Ondine bears a kind of resemblance to The Little Mermaid. The story derives from Fouqué's novella Undine, the tale of a water-nymph who marries a mortal. Similar to other 19th century fairy tales, the plot is based on man (Palemon) encountering the supernatural (the water nymph Ondine), but the outcome is rather different from many of the 19th century classics: here, it is the man that dies, and the female character survives. Ondine makes her first entrance from a fountain, shivering in the cold air as we would in water. She meets the hero, Palemon, and is astonished when she feels his heartbeat as she doesn't possess a heart. Palemon deserts Berta, whom he has been courting, and decides to marry Ondine. During a particularly strong storm while at sea, Ondine is lost overboard. Palemon survives the shipwreck created by the angry Ondines and believing Ondine is lost ends up marrying Berta. Ondine returns and is heartbroken when she discovers Palemon's unfaithfulness. When she kisses him, he dies and she brings his body back into the sea with her forever.
In the published score, as with the title of the ballet, Henze also retained the original spellings of the character names. The London ballet production was given as Ondine, but the score was titled Undine, and names the lead character as Undine. Henze also uses the original name Beatrice rather than Berta.

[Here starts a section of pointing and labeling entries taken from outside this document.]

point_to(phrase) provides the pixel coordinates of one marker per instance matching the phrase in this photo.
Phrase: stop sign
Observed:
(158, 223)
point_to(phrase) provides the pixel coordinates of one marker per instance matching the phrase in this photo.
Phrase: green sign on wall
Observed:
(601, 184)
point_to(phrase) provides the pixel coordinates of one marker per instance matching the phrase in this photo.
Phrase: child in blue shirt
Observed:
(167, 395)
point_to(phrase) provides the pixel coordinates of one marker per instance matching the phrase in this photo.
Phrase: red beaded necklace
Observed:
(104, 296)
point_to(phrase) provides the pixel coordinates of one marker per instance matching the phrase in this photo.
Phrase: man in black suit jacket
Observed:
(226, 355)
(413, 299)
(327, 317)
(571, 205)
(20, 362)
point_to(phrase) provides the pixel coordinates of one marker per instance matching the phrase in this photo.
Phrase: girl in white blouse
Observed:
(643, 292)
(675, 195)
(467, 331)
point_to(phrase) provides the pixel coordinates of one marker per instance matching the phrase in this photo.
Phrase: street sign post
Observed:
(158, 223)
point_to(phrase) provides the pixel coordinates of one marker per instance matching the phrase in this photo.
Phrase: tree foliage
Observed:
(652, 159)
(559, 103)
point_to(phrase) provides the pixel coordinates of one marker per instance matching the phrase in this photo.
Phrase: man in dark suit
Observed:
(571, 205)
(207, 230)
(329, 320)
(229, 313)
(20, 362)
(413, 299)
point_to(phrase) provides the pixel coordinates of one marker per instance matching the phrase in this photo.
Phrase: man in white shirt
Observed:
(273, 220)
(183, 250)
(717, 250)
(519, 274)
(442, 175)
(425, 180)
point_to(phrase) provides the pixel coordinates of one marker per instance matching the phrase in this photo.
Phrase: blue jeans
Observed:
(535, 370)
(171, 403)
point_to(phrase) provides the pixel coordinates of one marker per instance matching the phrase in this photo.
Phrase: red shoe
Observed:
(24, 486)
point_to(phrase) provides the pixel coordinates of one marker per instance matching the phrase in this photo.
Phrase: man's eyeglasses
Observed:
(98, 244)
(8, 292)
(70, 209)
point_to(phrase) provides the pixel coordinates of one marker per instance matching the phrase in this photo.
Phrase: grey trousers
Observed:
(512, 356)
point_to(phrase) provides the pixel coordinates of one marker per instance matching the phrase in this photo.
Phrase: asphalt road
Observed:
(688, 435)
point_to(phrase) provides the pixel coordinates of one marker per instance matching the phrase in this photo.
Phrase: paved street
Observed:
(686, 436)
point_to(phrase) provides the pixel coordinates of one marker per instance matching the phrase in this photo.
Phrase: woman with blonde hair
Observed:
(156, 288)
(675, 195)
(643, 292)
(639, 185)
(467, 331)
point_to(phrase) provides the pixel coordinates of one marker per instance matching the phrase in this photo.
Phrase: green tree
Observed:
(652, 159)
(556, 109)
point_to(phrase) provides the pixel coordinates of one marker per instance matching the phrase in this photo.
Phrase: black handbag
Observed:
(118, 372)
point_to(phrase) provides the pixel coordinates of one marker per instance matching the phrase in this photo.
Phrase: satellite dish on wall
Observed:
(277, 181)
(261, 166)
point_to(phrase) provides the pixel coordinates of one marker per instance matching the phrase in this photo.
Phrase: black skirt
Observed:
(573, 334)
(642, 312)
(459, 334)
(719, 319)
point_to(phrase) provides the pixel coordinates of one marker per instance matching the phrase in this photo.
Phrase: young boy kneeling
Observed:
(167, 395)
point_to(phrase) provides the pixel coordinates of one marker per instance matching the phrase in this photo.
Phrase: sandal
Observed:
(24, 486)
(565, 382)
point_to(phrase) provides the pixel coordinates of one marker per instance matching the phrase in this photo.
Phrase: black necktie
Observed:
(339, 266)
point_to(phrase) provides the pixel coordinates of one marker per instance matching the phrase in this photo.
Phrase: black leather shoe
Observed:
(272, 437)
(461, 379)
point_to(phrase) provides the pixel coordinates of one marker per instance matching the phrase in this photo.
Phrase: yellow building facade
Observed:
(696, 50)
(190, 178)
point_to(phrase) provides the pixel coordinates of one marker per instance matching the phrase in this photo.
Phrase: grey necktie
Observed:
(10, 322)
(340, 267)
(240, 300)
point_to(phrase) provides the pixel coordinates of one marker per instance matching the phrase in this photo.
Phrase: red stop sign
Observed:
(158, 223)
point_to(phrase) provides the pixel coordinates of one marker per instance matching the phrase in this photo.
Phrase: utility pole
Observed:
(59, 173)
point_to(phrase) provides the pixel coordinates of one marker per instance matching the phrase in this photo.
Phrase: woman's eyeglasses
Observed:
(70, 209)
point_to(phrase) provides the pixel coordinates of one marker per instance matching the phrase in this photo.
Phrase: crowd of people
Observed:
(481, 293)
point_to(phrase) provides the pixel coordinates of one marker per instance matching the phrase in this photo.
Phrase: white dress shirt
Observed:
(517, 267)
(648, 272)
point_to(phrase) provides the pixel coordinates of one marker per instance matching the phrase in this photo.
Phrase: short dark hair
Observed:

The score has a slow opening and immediately provides a romantic sense of mystery. However, the music then launches into a quicker tempo, brass fanfares propelling the music along with a rhythmically incisive motif. An andante section for strings follows using a straightforward lilting rhythm. The simplicity of this section is a marked contrast to the next, marked vivace where the different parts of the orchestra compete with each other with an underlying consistent rhythmic drive. The following section is also manufactured of contrasts with lyrical strings followed by a solo clarinet and sparse accompaniment. High strings, harp (for the watery effect) and occasional percussion provide another contrasting orchestral sound, before the composer again re-assembles his palette of orchestral colours, using solo instruments in small groups, or alone, or high violins in long notes soaring above moving fragments of ideas below. The finale of Act 1 has an uneven rhythm with sudden accents darting about in Stravinskian fashion, the music being punctuated here and there by astringent wind chords.
This act begins by reestablishing the aura of romantic mystery which began Act 1. This is evoked by the use of high violins and wind chords together, similar to that of Stravinsky's The Rite of Spring. The first movement is characterised by the constant change of tempo, while the second picks up influences from other musical styles in particular that of rhythmic impulse and swooning which characterised Ravel's work. The next movement features solid writing for a chorus of brass instruments, after which high violins are heard over a very low accompaniment. This section also features many solos for various instruments, followed by a pas de trois above a gently undulating accompaniment where lyrical melody lines are heard, with the oboe able to penetrate the whole texture in expressive fashion. The following variation is typical of 19th century ballet music and begins with the violins before spreading to the rest of the orchestra. Brass, prominent timpani and incisive pizzicato chords in the strings culminate in a sense of urgency in the music which prepares for the musical tension in the final act.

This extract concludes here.